Skip to content

utils

utils.ids

Functions for manipulating Anthology IDs.

AnthologyID module-attribute

AnthologyID = str | AnthologyIDTuple

Any type that can be parsed into an Anthology ID.

AnthologyIDTuple module-attribute

AnthologyIDTuple = tuple[str, Optional[str], Optional[str]]

A tuple representing an Anthology ID.

build_id

build_id(collection_id, volume_id=None, paper_id=None)

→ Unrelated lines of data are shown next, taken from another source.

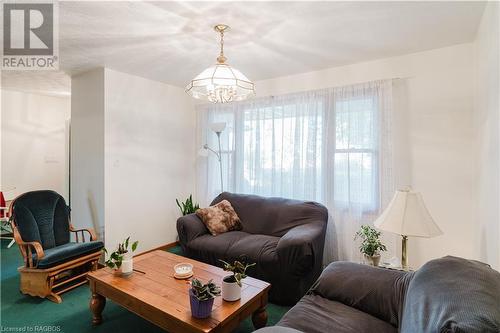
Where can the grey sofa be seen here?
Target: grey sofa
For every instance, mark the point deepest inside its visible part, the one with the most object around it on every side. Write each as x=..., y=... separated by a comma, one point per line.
x=446, y=295
x=284, y=237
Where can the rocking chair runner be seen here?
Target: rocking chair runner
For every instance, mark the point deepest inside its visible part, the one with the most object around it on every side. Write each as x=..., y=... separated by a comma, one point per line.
x=52, y=263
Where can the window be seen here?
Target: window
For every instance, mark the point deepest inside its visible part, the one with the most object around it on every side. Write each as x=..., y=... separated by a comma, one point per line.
x=282, y=150
x=356, y=157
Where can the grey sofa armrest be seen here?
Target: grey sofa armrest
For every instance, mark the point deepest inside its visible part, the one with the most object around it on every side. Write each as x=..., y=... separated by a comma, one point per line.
x=190, y=227
x=377, y=291
x=301, y=249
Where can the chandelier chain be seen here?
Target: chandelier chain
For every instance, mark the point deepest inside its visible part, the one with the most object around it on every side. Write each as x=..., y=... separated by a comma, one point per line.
x=222, y=43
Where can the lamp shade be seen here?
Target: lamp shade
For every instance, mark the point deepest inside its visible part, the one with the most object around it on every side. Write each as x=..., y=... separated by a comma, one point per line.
x=217, y=127
x=407, y=215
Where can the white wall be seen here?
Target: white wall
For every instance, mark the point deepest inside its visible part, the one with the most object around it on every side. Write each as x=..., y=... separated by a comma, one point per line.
x=487, y=107
x=434, y=147
x=33, y=153
x=150, y=158
x=87, y=150
x=133, y=154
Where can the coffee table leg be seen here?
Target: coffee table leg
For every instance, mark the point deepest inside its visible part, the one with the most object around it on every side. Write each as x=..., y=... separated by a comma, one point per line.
x=97, y=303
x=259, y=317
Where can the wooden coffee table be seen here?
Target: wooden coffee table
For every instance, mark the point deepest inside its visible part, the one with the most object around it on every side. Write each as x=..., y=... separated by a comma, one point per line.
x=158, y=297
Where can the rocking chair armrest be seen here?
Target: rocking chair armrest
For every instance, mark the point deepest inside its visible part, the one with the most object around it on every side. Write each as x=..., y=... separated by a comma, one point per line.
x=26, y=250
x=27, y=247
x=38, y=249
x=89, y=230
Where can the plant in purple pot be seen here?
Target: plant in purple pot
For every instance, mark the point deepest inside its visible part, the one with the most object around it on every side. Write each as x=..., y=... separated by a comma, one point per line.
x=202, y=297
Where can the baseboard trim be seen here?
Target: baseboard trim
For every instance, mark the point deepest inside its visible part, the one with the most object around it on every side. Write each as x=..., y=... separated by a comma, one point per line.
x=163, y=247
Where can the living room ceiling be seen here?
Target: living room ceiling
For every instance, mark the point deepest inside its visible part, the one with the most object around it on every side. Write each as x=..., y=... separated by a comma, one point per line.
x=172, y=42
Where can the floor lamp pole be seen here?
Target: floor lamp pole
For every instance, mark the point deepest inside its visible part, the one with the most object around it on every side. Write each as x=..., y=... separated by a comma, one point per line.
x=219, y=156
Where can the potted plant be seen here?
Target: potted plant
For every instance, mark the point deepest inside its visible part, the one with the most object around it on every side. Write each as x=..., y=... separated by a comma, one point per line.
x=121, y=259
x=370, y=246
x=187, y=207
x=231, y=284
x=201, y=297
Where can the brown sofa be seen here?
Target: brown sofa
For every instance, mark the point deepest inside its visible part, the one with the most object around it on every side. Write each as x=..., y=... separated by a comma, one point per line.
x=284, y=237
x=446, y=295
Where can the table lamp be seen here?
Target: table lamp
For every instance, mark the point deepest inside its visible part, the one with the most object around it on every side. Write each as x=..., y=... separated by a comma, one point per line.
x=406, y=215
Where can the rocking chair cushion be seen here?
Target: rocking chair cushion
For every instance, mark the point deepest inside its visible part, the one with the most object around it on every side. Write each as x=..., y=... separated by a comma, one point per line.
x=63, y=253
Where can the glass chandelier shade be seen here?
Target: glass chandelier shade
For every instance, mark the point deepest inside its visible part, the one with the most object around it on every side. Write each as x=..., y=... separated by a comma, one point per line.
x=221, y=83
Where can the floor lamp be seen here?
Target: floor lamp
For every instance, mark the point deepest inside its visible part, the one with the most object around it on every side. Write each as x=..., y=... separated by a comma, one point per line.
x=218, y=128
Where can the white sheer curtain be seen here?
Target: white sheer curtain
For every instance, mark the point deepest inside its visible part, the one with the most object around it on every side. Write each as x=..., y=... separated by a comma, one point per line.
x=332, y=146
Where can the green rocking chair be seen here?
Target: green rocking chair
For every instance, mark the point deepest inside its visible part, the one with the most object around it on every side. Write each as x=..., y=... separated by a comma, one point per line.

Transforms collection ID, volume ID, and paper ID to a width-padded Anthology ID.

Parameters:

Name Type Description Default
collection_id str

A collection ID, e.g. "P18".

required
volume_id Optional[str]

A volume ID, e.g. "1".

None
paper_id Optional[str]

A paper ID, e.g. "42".

None

Returns:

Type Description
str

The full Anthology ID.

Examples:

>>> build_id("P18", "1", "1")
P18-1001
>>> build_id("2022.acl", "long", "42")
2022.acl-long.42
Warning

Does not perform any kind of input validation.

build_id_from_tuple

build_id_from_tuple(anthology_id)

Like build_id(), but takes any AnthologyID type.

Parameters:

Name Type Description Default
anthology_id AnthologyID

The Anthology ID to convert into a string.

required

Returns:

Type Description
str

The full Anthology ID.

Examples:

>>> build_id(("P18", "1", "1"))
P18-1001

infer_year

infer_year(anthology_id)

Infer the year from an Anthology ID.

Parameters:

Name Type Description Default
anthology_id AnthologyID

An arbitrary Anthology ID.

required

Returns:

Type Description
str

The year of the item represented by the Anthology ID, as a four-character string.

parse_id

parse_id(anthology_id)

Parses an Anthology ID into its constituent collection ID, volume ID, and paper ID parts.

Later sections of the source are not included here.